Here is a cute little example to demonstrate.

CREATE TABLE testnulls(id integer, id2 integer PRIMARY KEY);

CREATE UNIQUE INDEX uidx_testnulls_id
   ON testnulls USING btree (id);

INSERT INTO testnulls(id, id2)
SELECT 1,5 UNION ALL SELECT 2,6 UNION ALL SELECT NULL, 2;


-- wow this works
INSERT INTO testnulls(id,id2)
VALUES(null,0);



-- case 1  - returns no records
SELECT n.id2
FROM testnulls As n
WHERE n.id2 NOT IN(SELECT id FROM testnulls);

-- case 2 - returns 3 records
SELECT n.id2
FROM testnulls As n
WHERE n.id2 NOT IN(SELECT t.id FROM testnulls As t WHERE t.id IS NOT NULL);

-- case 3 -- returns 1 record
SELECT n.id2
FROM testnulls As n
WHERE n.id2 IN(SELECT t.id FROM testnulls As t );


-- case 4 -- returns 1 record
SELECT n.id2
FROM testnulls As n
WHERE n.id IN(SELECT t.id2 FROM testnulls As t );


-- case 5 -- returns 2 records
SELECT n.id, n.id2
FROM testnulls As n
WHERE n.id IN(SELECT t.id FROM testnulls As t );

Many will be surprised to find out that Case 1 yields no records and wonder how its different from case 2. Some may also wonder why case 5 does not return the records with null values. This is not a bug in PostgreSQL, but just the nature of NULL that you will see in other ANSI SQL compliant non-PostgreSQL databases as well.

The other interesting thing demonstrated by the example above, is the idea of a unique index vs. a primary key. In a primary key, you can't have nulls, but in a unique key, you can have as many nulls as you want, but other values must be unique. This is again ANSI standard compliant behavior you will see in other databases.

Why does case 1 return no records?

Since the NOT IN subquery has NULLS, which is another way of saying UNKNOWN, you can't be aboslutely sure that a value is not in the unknown set, but if asked to say true or false what do you say in such a case? The answer according to the ANSI standard is false.
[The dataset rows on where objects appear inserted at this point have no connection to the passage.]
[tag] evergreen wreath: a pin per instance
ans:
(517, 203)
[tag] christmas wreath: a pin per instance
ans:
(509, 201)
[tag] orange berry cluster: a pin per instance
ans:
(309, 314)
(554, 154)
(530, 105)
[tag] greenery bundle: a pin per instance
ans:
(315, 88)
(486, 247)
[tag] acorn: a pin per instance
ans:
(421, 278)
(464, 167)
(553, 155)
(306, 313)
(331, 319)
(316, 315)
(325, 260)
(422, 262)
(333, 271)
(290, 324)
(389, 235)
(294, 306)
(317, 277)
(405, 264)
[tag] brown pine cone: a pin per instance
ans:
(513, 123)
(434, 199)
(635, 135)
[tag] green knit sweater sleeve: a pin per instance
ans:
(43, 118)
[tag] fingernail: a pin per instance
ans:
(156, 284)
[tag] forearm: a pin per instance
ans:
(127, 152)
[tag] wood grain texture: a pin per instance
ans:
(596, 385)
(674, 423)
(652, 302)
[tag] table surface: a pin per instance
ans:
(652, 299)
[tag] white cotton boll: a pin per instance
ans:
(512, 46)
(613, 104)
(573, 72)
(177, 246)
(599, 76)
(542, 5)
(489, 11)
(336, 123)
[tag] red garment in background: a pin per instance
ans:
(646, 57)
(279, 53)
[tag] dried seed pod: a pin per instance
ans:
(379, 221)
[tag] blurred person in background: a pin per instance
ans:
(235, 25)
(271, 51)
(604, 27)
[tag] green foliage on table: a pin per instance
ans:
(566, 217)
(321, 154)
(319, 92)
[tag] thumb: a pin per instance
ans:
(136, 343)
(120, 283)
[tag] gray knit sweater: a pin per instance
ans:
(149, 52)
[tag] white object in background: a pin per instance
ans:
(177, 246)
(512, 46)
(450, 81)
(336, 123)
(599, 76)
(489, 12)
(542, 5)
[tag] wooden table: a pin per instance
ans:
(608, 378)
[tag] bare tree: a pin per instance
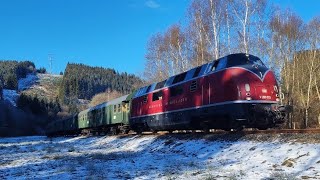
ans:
(245, 11)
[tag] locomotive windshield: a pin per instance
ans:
(243, 59)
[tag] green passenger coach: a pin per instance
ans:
(111, 117)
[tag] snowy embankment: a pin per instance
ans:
(161, 157)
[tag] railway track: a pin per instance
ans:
(247, 131)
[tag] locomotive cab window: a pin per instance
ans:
(160, 84)
(179, 78)
(243, 59)
(119, 107)
(176, 91)
(214, 65)
(196, 72)
(145, 99)
(157, 96)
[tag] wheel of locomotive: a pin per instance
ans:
(262, 128)
(154, 131)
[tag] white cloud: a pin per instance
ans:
(152, 4)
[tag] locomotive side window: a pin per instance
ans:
(145, 99)
(196, 72)
(179, 78)
(193, 86)
(160, 84)
(157, 96)
(176, 91)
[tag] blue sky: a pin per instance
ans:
(107, 33)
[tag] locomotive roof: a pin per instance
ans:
(117, 100)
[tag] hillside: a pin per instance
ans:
(44, 86)
(83, 82)
(226, 156)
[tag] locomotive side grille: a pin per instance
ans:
(193, 86)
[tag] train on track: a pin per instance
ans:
(233, 92)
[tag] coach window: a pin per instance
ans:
(176, 91)
(157, 96)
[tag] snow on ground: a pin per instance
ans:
(25, 83)
(10, 95)
(158, 157)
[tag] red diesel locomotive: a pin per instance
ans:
(232, 92)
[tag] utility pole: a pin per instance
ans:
(50, 59)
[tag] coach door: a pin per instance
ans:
(125, 111)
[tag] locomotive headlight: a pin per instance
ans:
(247, 87)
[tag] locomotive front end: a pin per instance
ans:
(258, 93)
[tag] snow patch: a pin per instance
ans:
(155, 157)
(11, 96)
(26, 83)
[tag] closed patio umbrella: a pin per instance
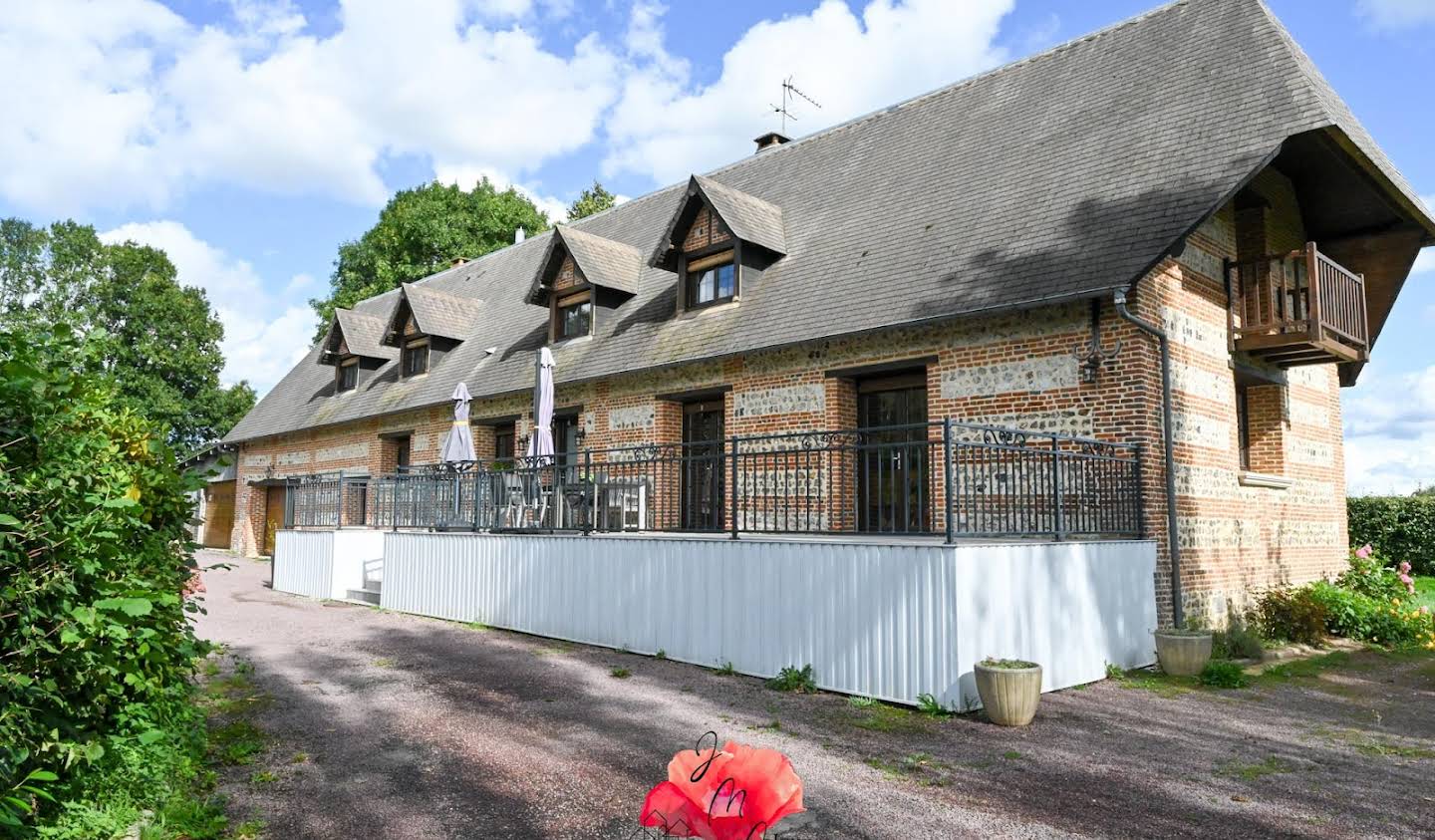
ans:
(458, 445)
(540, 445)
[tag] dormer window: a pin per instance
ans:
(346, 375)
(415, 357)
(711, 279)
(718, 241)
(573, 316)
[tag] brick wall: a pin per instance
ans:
(1016, 370)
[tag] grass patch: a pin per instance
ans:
(919, 767)
(235, 742)
(801, 681)
(1160, 684)
(886, 718)
(1271, 765)
(1373, 745)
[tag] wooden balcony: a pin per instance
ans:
(1297, 309)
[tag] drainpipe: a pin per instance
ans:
(1119, 299)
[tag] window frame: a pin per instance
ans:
(561, 305)
(413, 348)
(342, 370)
(711, 259)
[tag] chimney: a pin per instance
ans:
(772, 140)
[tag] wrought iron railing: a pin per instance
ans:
(942, 478)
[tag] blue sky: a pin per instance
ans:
(250, 137)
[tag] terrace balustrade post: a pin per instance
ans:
(946, 480)
(1056, 487)
(732, 491)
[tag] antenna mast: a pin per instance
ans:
(788, 92)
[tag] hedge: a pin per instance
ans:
(1402, 527)
(97, 650)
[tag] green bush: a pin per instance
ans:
(1223, 674)
(1369, 576)
(94, 556)
(1359, 616)
(1402, 527)
(1292, 615)
(1238, 641)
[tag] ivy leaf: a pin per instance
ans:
(131, 606)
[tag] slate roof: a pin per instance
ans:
(362, 334)
(439, 313)
(1059, 176)
(602, 261)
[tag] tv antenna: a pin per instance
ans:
(788, 92)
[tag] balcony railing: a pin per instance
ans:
(943, 478)
(1297, 309)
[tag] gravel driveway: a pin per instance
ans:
(424, 728)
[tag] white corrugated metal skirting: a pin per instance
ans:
(886, 621)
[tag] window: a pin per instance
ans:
(348, 375)
(711, 280)
(574, 318)
(1243, 420)
(417, 358)
(504, 442)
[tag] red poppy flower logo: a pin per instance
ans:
(736, 793)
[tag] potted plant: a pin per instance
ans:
(1183, 652)
(1009, 690)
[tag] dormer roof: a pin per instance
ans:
(602, 263)
(435, 313)
(352, 334)
(747, 217)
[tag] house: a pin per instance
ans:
(1001, 251)
(212, 521)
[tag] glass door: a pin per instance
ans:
(893, 491)
(702, 472)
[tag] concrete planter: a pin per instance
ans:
(1183, 652)
(1009, 696)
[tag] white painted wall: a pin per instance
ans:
(887, 621)
(303, 563)
(355, 552)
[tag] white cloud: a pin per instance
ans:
(666, 127)
(128, 105)
(263, 335)
(1389, 431)
(1392, 15)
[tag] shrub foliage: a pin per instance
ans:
(1401, 526)
(95, 642)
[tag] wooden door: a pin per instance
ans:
(273, 516)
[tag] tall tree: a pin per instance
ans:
(592, 200)
(158, 341)
(421, 231)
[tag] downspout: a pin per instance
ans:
(1119, 299)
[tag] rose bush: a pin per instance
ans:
(736, 793)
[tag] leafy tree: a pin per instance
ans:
(592, 200)
(155, 339)
(421, 231)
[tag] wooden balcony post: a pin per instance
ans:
(1313, 328)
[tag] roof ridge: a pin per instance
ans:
(958, 85)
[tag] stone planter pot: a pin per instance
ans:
(1009, 694)
(1183, 652)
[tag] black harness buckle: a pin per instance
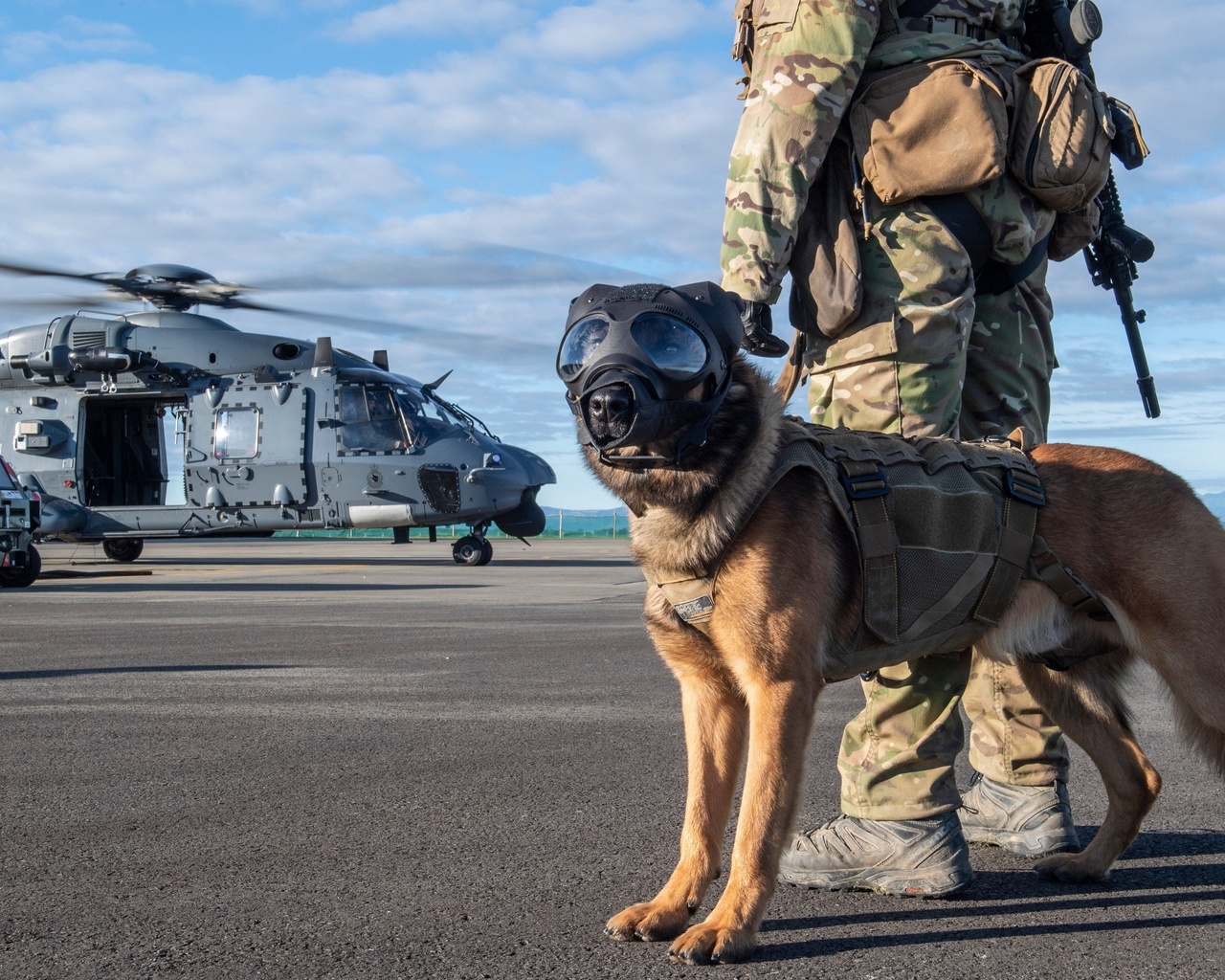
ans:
(864, 485)
(1024, 488)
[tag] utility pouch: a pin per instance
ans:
(1061, 135)
(1073, 232)
(827, 285)
(928, 129)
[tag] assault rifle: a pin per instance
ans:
(1067, 30)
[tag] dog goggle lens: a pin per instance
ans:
(580, 345)
(670, 345)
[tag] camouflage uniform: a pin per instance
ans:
(926, 355)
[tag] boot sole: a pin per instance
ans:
(1023, 845)
(936, 884)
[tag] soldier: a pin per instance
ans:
(932, 346)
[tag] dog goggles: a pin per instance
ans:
(660, 341)
(656, 362)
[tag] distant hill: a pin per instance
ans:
(1215, 503)
(609, 512)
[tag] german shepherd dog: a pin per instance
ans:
(1132, 530)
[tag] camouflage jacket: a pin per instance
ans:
(809, 56)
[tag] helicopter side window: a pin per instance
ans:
(237, 434)
(370, 421)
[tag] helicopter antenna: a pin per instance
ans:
(323, 359)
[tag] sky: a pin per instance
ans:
(463, 176)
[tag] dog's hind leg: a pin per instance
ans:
(1085, 703)
(716, 718)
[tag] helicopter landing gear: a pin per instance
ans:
(122, 549)
(17, 578)
(473, 549)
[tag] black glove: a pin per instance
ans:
(758, 324)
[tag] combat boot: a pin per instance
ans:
(925, 858)
(1027, 821)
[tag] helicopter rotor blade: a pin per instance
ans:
(440, 338)
(101, 278)
(56, 304)
(475, 266)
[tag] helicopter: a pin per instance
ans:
(170, 423)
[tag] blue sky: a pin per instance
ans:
(484, 168)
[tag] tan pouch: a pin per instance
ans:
(1073, 231)
(932, 127)
(775, 13)
(1061, 135)
(827, 285)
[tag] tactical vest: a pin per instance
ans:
(945, 533)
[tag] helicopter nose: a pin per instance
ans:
(611, 412)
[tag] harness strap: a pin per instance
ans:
(1019, 520)
(1046, 568)
(867, 488)
(917, 8)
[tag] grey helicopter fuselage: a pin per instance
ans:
(167, 424)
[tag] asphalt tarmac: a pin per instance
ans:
(331, 758)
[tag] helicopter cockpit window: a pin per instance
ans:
(237, 434)
(370, 420)
(425, 418)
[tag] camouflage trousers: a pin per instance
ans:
(930, 357)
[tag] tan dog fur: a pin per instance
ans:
(788, 594)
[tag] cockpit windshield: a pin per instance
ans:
(425, 418)
(381, 416)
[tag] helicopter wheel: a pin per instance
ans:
(122, 549)
(17, 578)
(469, 550)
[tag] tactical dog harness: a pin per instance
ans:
(945, 533)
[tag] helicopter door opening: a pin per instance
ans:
(132, 452)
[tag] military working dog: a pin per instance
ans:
(690, 445)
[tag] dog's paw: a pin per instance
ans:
(650, 922)
(1070, 869)
(707, 944)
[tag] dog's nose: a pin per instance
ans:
(611, 412)
(612, 403)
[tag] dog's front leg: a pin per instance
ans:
(714, 734)
(779, 722)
Why does case 5 not return NULL records?

You can't say a missing value is equal to a set of missing or non-missing values, but should you return true or false when asked to do so? The answer according to the ANSI standard is false.

Just say NO

So in short, when in doubt about any question that requires a Yes or NO answer, just say NO.

THe STRICTNESS problem

This as odd as it may seem is also related to the STRICTNESS issue we brought up that broke the inlining logic we had in place for PostGIS functions. As Anarazel beautifully explains in our bug ticket that all boolean expressions are fundamentally considered to be not strict meaning they expect a true or false answer (not unknown). What STRICTNESS means is that when any of the inputs to your function is NULL, your answer should be NULL, but in the case of booleans, things often get messy when you ask for data and the computer answers, "I DON'T KNOW, IF I SHOULD GIVE YOU THIS DATA".